I’ve been watching the Olympics and noticing how the Gymnastic Competition was going. Earlier I wanted to write this, thinking somehow it just might help our teams who are competing. Actually, it is something which can benefit everyone.
Below is an article I wrote a few years back. It is about working with a skill that can benefit us in many different ways. It also holds the secrets to why we become prejudice, we are not born prejudice…? Raise a baby lion with a baby lamp; do you think the lion will grow up and eat the lamb?
Anyway, here are some things our Olympic Athletes are using so they can perform at the peak of there skill. I use this when I do public presentations, when I climb, and in survival preparation.. It is also great for defensive driving. Imagine something happening as you drive-then go over how you want to react. We have to basic ways we do things, either a “response” (a thought out set of movements) or a “reaction” a preconditioned action, we think, plan, and sometime practice in advance. Reactions are fast, they save lives, (provided it is the correct reaction). Responses are slow, … and …. and…
I hope you find this of value.
The big advantage of mental training is you don’t make mistakes. In physical training you do make mistakes, sometimes small, but they affect the outcome because your mind remembers that mistake. Then when it is time to perform you play that memory tape, but it has a small blooper, unlike mental tapes which are recorded perfectly. When you practice mentally the control tape is perfectly composed and engineered to the highest standards. Consequently, when you do it physically the mind replays the “perfect” mental tape (picture) and your body reaches for that high standard and if you have trained physically well, as well, “BAM!” You have a winning combination. P.S. Remember the power of our internal spirit – Train Physically, Mentally, and Spiritually too!

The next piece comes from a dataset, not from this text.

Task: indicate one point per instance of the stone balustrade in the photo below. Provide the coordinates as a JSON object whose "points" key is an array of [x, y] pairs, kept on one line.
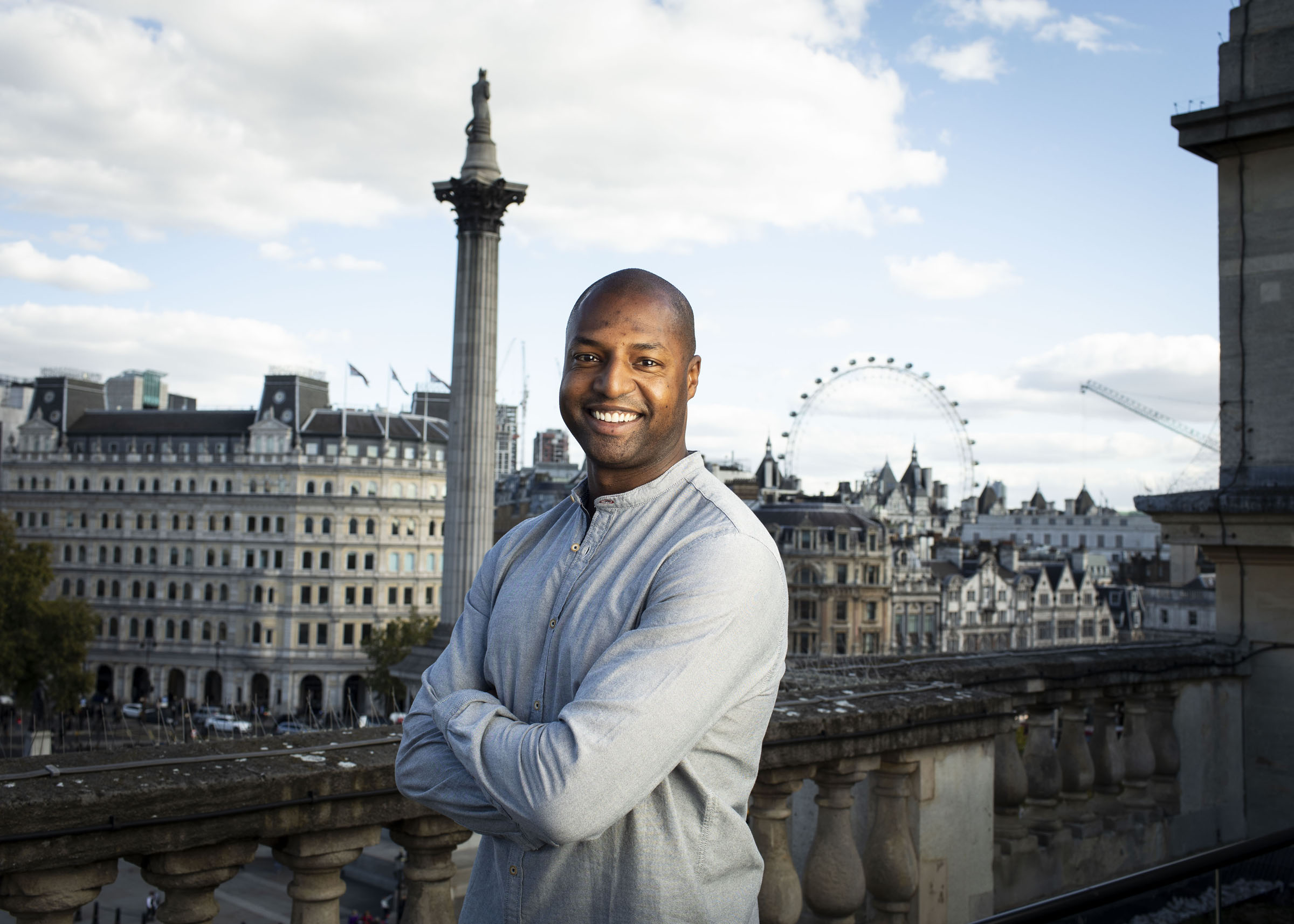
{"points": [[924, 791]]}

If I am having problems climbing over a move, I focus on all the things, even the very small things that can “contribute to,” climbing well, “center of weight/gravity” “Dynamics” “relaxing the muscles I don’t need to use,” “breathing- pursing my lips to improve oxygen percentages” (this is particularly effective at high altitudes) and…. ; rather than the “
oh shoot what if’s”
Often while waiting for my shot at a difficult pitch, I will sit in a quiet place, with my eyes shut, and mentally visualize myself climbing that route, every aspect, I feel my hand grip the rock so that I gain maximum grip, and my feet doing the same, etc. I do this with every detail that I will be dealing with, an I focus on the positive moves and solutions.
Of course, slips can happen, so be mentally prepared to make the best of it. For example: One evening, while on a float trip down the Grand Canyon, after we had prepared for spending the night, I went scrambling. I saw a fun looking cliff that did not appear extreme so I decided to scramble up it. I was enjoying myself being careful to choose good holds, stay vertical, or whatever direction helped maximize the hold(s), things were going fine.

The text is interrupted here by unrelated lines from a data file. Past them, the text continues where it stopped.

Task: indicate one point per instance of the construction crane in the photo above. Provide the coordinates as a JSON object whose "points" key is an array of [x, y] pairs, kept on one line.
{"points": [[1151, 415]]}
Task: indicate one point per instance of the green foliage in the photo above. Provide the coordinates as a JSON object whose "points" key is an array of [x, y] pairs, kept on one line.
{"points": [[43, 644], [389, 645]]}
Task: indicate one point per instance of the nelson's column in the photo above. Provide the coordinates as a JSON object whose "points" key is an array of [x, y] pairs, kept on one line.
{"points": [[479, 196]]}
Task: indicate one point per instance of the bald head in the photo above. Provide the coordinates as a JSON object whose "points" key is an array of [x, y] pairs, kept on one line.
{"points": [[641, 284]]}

I reached above me and mantled onto a shelf. All of a sudden I heard “BUZZZZ!!!” I automatically froze in place, not hardly even blinking. Without moving my eyes or any part of my body I looked. I was face to face with a big Grand Canyon Rattlesnake… It caught me totally off guard, I had never expected to see a rattlesnake a hundred feet above the ground.
Fortunately, over the years I had “mentally trained myself” to freeze, if I ever heard the distinctive sound of a rattlesnake’s buzz. Since I was now an unwitting challenger to a staring contest, I focused on the positive things that I had practiced. Eventually, it stopped buzzing, and then started to crawl away. I figured the risks were much lower, and I wanted out!

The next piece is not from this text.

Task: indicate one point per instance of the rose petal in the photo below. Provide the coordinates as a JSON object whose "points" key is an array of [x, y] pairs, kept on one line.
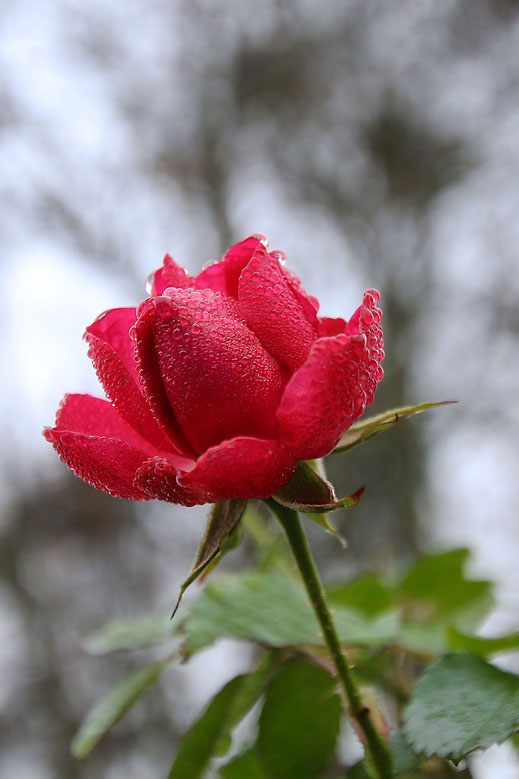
{"points": [[170, 275], [328, 326], [157, 477], [243, 467], [333, 387], [104, 460], [223, 276], [112, 352], [216, 376], [95, 416], [272, 311], [308, 303]]}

Then I did what else I had practiced. Even if it was still buzzing, my position may not have allowed me to stay involved in the staring contest. I would have had to very slowly move away, and I had mentally practiced that, so I slowly moved away. I started breathing normally, down climbed, and went back to camp. I was emotionally drained and I had lost my interest in scrambling.
Had I not practice that, there is a good chance I would have momentarily forgot where I was, and I would have freaked, and possibly fallen to the ground. When they found me dead, or seriously hurt, at the bottom they almost surely would have thought that I had slipped and fell… Another nice thing about mental training is you
do not have to think it could happen in a negative way have the luxury of being able to fantasize and do it perfectly (not unrealistically), “while” having to worry about a slip and being hurt, focusing on things that bring success.